The "necessary war" in Afghanistan, which both presidential candidates support - the one, you know, that's really about terrorists and Osama and all - raises as many troubling questions about who we are as the other war we're fighting and losing.
Consider the details of this war. The aggregate civilian death toll, at the hands of the U.S. and NATO - between 6,800 and more than 8,000, according to economics professor Marc Herold of the University of New Hampshire - is a start. But Herold's about-to-be-released report on the bombing campaign in Afghanistan, "The Matrix of Death," is a disturbing analysis not only of the collateral damage churned up by our terrorist-hunt in this broken nation, but of the attitude and rationality that are driving it. The report is subtitled: "The (Under)Valuation of an Afghan Life."

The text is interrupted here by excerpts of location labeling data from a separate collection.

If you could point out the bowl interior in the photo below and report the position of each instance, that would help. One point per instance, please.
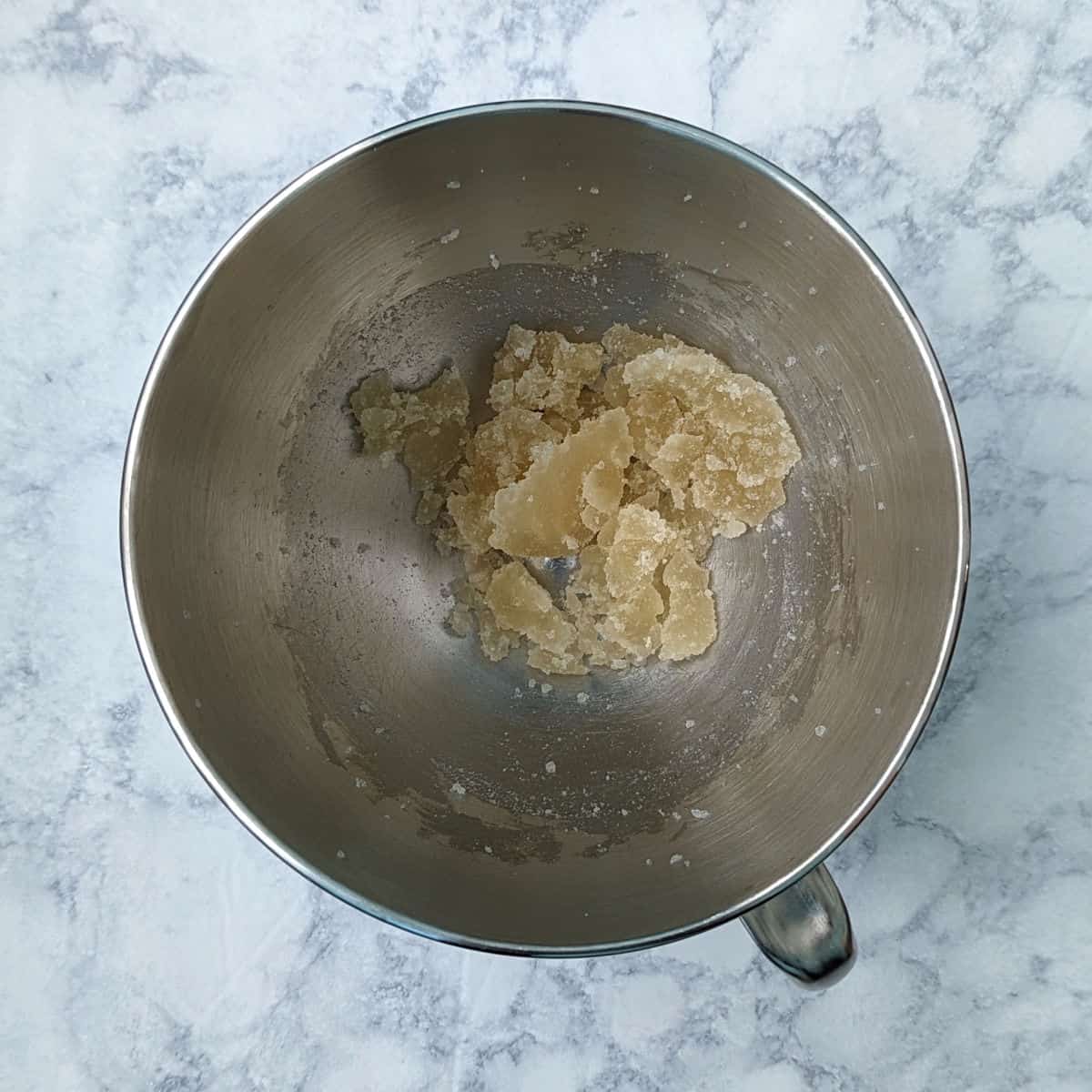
(292, 611)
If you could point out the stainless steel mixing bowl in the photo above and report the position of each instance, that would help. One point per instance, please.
(289, 612)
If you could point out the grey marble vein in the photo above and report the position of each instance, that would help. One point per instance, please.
(147, 943)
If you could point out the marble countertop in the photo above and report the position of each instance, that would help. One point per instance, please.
(148, 943)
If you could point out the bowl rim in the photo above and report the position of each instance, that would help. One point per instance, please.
(174, 714)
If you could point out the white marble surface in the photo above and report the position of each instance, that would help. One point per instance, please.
(147, 942)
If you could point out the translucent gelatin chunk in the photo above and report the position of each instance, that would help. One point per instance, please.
(631, 456)
(540, 514)
(520, 603)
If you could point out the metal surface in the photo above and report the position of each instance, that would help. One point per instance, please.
(805, 931)
(289, 611)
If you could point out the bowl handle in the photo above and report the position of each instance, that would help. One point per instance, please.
(805, 931)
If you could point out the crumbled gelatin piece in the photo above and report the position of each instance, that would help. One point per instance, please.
(520, 603)
(631, 456)
(540, 514)
(691, 625)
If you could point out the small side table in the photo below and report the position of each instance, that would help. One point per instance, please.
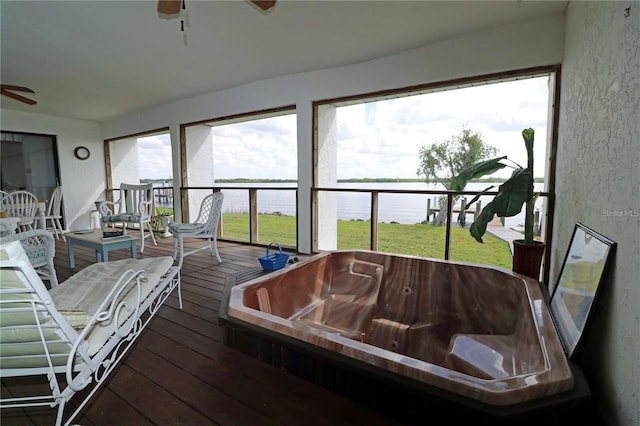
(93, 240)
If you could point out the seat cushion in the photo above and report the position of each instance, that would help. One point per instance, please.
(184, 228)
(80, 297)
(23, 315)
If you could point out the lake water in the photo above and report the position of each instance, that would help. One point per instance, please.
(401, 208)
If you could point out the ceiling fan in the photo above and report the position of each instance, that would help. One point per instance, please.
(172, 7)
(8, 90)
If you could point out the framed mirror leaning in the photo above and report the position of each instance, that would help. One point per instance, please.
(585, 267)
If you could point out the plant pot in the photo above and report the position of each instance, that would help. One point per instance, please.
(527, 258)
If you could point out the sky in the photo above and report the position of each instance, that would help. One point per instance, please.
(378, 140)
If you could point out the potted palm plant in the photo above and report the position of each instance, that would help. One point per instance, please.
(512, 194)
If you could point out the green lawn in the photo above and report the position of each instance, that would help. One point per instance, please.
(418, 240)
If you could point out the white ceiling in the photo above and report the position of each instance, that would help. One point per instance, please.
(97, 60)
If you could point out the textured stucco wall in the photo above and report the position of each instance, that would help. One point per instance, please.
(598, 184)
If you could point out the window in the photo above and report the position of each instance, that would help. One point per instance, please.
(367, 154)
(253, 160)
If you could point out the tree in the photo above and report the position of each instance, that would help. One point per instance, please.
(441, 161)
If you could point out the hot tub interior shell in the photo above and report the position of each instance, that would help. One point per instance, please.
(479, 332)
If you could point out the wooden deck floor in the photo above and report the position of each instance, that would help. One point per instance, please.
(181, 372)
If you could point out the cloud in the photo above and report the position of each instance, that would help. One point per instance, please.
(154, 156)
(380, 139)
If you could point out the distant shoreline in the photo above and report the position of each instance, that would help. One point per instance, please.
(349, 180)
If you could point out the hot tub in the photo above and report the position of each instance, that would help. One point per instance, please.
(479, 332)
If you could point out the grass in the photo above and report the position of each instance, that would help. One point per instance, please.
(417, 240)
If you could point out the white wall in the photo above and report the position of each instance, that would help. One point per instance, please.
(598, 175)
(83, 182)
(522, 45)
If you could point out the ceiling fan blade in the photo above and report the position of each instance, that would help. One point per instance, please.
(15, 88)
(264, 4)
(169, 7)
(17, 97)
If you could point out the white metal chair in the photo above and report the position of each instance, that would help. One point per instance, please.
(40, 248)
(205, 227)
(54, 213)
(22, 204)
(73, 336)
(135, 205)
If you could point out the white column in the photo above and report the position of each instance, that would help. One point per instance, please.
(327, 177)
(199, 165)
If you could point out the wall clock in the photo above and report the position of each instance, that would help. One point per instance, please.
(81, 152)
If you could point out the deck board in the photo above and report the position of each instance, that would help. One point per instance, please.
(180, 370)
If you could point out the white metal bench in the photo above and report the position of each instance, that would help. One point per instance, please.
(75, 334)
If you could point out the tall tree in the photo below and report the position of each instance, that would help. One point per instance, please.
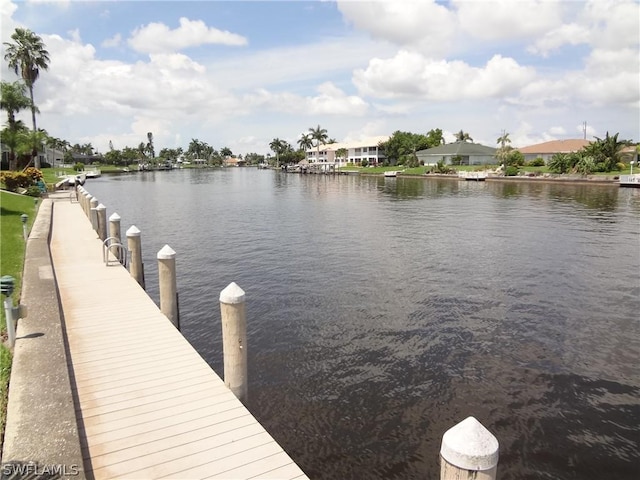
(27, 56)
(606, 152)
(463, 136)
(150, 150)
(305, 142)
(278, 147)
(320, 136)
(13, 100)
(503, 153)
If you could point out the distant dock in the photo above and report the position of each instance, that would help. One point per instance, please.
(146, 404)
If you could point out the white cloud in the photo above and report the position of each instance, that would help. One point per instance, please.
(409, 74)
(330, 100)
(568, 34)
(159, 38)
(602, 24)
(507, 19)
(114, 41)
(558, 131)
(425, 24)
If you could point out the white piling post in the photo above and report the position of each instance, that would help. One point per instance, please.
(115, 231)
(134, 244)
(468, 450)
(94, 213)
(234, 340)
(102, 221)
(7, 284)
(86, 202)
(168, 286)
(25, 232)
(11, 326)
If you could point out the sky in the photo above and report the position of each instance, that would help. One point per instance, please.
(238, 74)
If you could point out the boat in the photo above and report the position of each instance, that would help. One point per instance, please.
(92, 172)
(632, 180)
(71, 180)
(473, 176)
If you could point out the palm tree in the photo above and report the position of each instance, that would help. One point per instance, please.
(606, 151)
(462, 136)
(320, 136)
(150, 150)
(503, 139)
(13, 138)
(26, 57)
(504, 152)
(305, 142)
(13, 100)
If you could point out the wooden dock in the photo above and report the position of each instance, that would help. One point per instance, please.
(148, 406)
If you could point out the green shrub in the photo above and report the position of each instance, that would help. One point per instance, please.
(15, 180)
(33, 191)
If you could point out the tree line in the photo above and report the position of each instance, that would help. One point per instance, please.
(27, 56)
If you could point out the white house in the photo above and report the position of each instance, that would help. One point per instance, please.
(357, 151)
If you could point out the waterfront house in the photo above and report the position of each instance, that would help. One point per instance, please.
(462, 153)
(546, 150)
(356, 151)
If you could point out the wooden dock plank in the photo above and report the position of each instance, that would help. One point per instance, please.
(149, 405)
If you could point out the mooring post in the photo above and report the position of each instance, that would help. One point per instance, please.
(134, 244)
(86, 204)
(234, 340)
(168, 286)
(115, 232)
(468, 450)
(94, 213)
(102, 221)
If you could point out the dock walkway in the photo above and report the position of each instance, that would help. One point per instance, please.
(148, 406)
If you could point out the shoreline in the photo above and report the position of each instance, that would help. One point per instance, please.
(609, 180)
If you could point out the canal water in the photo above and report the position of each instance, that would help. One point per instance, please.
(383, 311)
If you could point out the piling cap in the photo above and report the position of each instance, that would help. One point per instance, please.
(133, 231)
(469, 445)
(166, 253)
(232, 294)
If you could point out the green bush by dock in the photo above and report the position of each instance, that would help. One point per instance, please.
(12, 249)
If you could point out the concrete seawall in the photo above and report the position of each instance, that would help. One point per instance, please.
(41, 423)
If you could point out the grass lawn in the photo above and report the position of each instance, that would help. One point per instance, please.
(12, 249)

This is a report on the flawed premise from which ultimate failure flows - the flawed premise that keeps hell active and guarantees an endless supply of enemies. And the more of these "enemies," and their children, that we kill, the less safe we are, and we know this, so we lie about the numbers of dead. Most of all we lie about what we are, in fact, doing, which is fighting an irrational war, most accurately called the war to promote terror. We will not win it unless we revert to the morality of Ancient Rome: "create a wasteland and call it peace." But that's not winning, either.